A properly completed and duly executed copy of this Notice of Guaranteed Delivery and any other documents required by this Notice of Guaranteed Delivery must be received by the applicable Exchange Agent at its address set forth herein prior to the Expiration Date. The method of delivery of this Notice of Guaranteed Delivery and any other required documents to the applicable Exchange Agent is at the election and sole risk of the holder, and the delivery will be deemed made only when actually received by the applicable Exchange Agent. If delivery is by mail, registered mail with return receipt requested, properly insured, is recommended. As an alternative to delivery by mail, the holders may wish to consider using an overnight or hand delivery service. In all cases, sufficient time should be allowed to assure timely delivery.
2. SIGNATURES ON THIS NOTICE OF GUARANTEED DELIVERY.

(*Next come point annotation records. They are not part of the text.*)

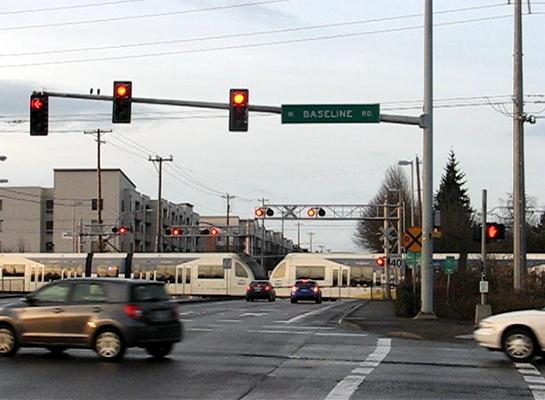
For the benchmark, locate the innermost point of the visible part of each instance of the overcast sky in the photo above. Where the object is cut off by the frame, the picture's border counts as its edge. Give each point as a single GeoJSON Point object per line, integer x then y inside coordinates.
{"type": "Point", "coordinates": [290, 51]}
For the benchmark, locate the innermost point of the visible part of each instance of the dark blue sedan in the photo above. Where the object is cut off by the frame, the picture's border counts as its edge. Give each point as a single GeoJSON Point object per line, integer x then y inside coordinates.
{"type": "Point", "coordinates": [306, 289]}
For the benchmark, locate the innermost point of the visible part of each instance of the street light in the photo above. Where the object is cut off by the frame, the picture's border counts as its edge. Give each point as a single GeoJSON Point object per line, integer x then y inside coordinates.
{"type": "Point", "coordinates": [405, 163]}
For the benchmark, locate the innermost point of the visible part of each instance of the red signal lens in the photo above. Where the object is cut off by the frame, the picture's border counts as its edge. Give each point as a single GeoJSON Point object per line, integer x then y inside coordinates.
{"type": "Point", "coordinates": [121, 90]}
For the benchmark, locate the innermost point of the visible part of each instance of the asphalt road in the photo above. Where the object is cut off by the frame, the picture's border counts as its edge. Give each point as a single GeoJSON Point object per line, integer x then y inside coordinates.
{"type": "Point", "coordinates": [262, 350]}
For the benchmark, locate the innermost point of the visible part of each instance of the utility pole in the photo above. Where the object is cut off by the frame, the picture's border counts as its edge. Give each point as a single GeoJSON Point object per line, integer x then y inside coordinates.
{"type": "Point", "coordinates": [160, 161]}
{"type": "Point", "coordinates": [98, 132]}
{"type": "Point", "coordinates": [310, 234]}
{"type": "Point", "coordinates": [228, 197]}
{"type": "Point", "coordinates": [426, 297]}
{"type": "Point", "coordinates": [263, 235]}
{"type": "Point", "coordinates": [419, 191]}
{"type": "Point", "coordinates": [519, 200]}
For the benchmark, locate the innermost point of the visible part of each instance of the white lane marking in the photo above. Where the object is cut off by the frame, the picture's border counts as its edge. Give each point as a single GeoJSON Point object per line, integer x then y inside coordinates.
{"type": "Point", "coordinates": [346, 388]}
{"type": "Point", "coordinates": [253, 314]}
{"type": "Point", "coordinates": [340, 334]}
{"type": "Point", "coordinates": [532, 376]}
{"type": "Point", "coordinates": [308, 314]}
{"type": "Point", "coordinates": [298, 327]}
{"type": "Point", "coordinates": [284, 332]}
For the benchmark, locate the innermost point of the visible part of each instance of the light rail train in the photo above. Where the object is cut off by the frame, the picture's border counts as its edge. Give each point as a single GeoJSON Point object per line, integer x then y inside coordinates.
{"type": "Point", "coordinates": [340, 275]}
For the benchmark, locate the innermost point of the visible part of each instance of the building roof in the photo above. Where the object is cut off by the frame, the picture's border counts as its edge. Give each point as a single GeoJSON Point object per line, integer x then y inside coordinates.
{"type": "Point", "coordinates": [94, 170]}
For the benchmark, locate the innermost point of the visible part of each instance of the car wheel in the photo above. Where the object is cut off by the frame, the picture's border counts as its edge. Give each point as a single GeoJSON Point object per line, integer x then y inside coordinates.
{"type": "Point", "coordinates": [8, 342]}
{"type": "Point", "coordinates": [109, 345]}
{"type": "Point", "coordinates": [159, 350]}
{"type": "Point", "coordinates": [520, 345]}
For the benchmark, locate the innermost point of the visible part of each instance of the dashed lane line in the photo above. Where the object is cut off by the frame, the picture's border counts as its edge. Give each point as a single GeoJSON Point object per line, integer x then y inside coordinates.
{"type": "Point", "coordinates": [346, 388]}
{"type": "Point", "coordinates": [532, 376]}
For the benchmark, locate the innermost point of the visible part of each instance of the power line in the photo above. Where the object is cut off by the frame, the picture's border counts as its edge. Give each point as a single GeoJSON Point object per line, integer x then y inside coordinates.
{"type": "Point", "coordinates": [238, 35]}
{"type": "Point", "coordinates": [252, 45]}
{"type": "Point", "coordinates": [142, 16]}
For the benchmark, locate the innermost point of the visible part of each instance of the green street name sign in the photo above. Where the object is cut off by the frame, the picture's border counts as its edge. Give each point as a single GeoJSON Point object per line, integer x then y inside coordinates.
{"type": "Point", "coordinates": [330, 113]}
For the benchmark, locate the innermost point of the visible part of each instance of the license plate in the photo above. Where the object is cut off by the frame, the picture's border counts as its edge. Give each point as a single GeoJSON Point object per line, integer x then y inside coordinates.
{"type": "Point", "coordinates": [161, 315]}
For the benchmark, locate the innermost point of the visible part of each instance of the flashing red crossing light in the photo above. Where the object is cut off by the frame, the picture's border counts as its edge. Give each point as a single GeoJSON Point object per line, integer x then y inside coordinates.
{"type": "Point", "coordinates": [495, 231]}
{"type": "Point", "coordinates": [39, 114]}
{"type": "Point", "coordinates": [238, 110]}
{"type": "Point", "coordinates": [121, 113]}
{"type": "Point", "coordinates": [120, 230]}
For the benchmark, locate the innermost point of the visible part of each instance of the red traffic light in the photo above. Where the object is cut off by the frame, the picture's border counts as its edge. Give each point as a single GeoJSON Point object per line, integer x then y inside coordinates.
{"type": "Point", "coordinates": [381, 261]}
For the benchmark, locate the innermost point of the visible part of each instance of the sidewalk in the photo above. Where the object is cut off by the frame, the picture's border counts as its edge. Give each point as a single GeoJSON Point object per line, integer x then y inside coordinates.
{"type": "Point", "coordinates": [379, 317]}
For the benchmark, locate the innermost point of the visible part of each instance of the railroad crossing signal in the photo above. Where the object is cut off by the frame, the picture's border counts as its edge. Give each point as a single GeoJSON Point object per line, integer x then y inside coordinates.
{"type": "Point", "coordinates": [412, 239]}
{"type": "Point", "coordinates": [121, 113]}
{"type": "Point", "coordinates": [238, 110]}
{"type": "Point", "coordinates": [39, 114]}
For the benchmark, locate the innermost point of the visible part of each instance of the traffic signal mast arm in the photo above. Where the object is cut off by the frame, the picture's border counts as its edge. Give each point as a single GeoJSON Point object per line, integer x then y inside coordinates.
{"type": "Point", "coordinates": [396, 119]}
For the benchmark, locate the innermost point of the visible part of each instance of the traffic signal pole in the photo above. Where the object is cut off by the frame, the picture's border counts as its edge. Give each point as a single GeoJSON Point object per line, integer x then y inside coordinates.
{"type": "Point", "coordinates": [426, 294]}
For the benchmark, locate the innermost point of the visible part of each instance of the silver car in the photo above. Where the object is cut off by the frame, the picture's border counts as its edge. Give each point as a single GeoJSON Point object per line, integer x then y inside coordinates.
{"type": "Point", "coordinates": [107, 315]}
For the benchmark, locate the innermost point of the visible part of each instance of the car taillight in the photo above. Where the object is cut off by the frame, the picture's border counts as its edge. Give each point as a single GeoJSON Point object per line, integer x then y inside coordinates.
{"type": "Point", "coordinates": [133, 311]}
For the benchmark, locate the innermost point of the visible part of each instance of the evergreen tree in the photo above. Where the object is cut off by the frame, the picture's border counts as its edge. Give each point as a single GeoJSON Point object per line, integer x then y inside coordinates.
{"type": "Point", "coordinates": [456, 213]}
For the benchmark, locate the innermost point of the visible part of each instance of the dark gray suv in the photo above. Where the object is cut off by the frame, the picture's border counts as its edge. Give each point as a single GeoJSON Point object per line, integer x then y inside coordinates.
{"type": "Point", "coordinates": [107, 315]}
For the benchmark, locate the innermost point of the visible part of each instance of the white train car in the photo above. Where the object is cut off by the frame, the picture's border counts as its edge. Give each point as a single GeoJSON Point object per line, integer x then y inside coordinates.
{"type": "Point", "coordinates": [202, 274]}
{"type": "Point", "coordinates": [339, 275]}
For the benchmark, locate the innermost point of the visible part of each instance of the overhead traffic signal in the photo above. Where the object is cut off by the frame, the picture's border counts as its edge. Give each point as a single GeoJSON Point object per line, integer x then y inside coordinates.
{"type": "Point", "coordinates": [121, 113]}
{"type": "Point", "coordinates": [316, 212]}
{"type": "Point", "coordinates": [238, 110]}
{"type": "Point", "coordinates": [39, 114]}
{"type": "Point", "coordinates": [120, 230]}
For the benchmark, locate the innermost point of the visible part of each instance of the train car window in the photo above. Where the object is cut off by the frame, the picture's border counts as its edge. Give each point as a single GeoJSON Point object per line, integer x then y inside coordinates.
{"type": "Point", "coordinates": [14, 270]}
{"type": "Point", "coordinates": [361, 276]}
{"type": "Point", "coordinates": [335, 277]}
{"type": "Point", "coordinates": [211, 272]}
{"type": "Point", "coordinates": [280, 271]}
{"type": "Point", "coordinates": [164, 274]}
{"type": "Point", "coordinates": [240, 271]}
{"type": "Point", "coordinates": [110, 271]}
{"type": "Point", "coordinates": [316, 273]}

If this Notice of Guaranteed Delivery is signed by the registered holder of the Old Notes tendered for exchange hereby, the signature(s) must correspond exactly with the name(s) as written on the face of the certificate without alteration, enlargement, or any change whatsoever. If this Notice of Guaranteed Delivery is signed by a participant of DTC, Clearstream or Euroclear, as applicable, whose name appears on a security position listing as the owner of the Old Notes, the signature must correspond with the name shown on the security position listing as the owner of the Old Notes.
If this Notice of Guaranteed Delivery is signed by a person other than the registered holder of the Old Notes or a participant of DTC, Clearstream or Euroclear, the certificates representing such Old Notes must be properly endorsed for transfer by the registered holder or be accompanied by a properly completed bond power from the registered holder or appropriate powers of attorney, in any case signed by such registered holder exactly as the name(s) of the registered holder of the Old Notes appear(s) on the certificates. Signatures on the endorsement or bond power must be guaranteed by an Eligible Guarantor Institution (unless signed by an Eligible Guarantor Institution).
If this Notice of Guaranteed Delivery is signed by trustees, executors, administrators, guardians, attorneys-in-fact, officers of corporations or others acting in a fiduciary or representative capacity, such persons should so indicate when signing, and proper evidence satisfactory to the applicable Issuer of its authority so to act must be submitted, unless waived by the applicable Issuer.
3. REQUESTS FOR ASSISTANCE OR ADDITIONAL COPIES.
Requests for assistance relating to the procedure for tendering, as well as requests for additional copies of the Prospectus and the Notice of Guaranteed Delivery may be directed to the applicable Exchange Agent at its address set forth on the cover of this Notice of Guaranteed Delivery.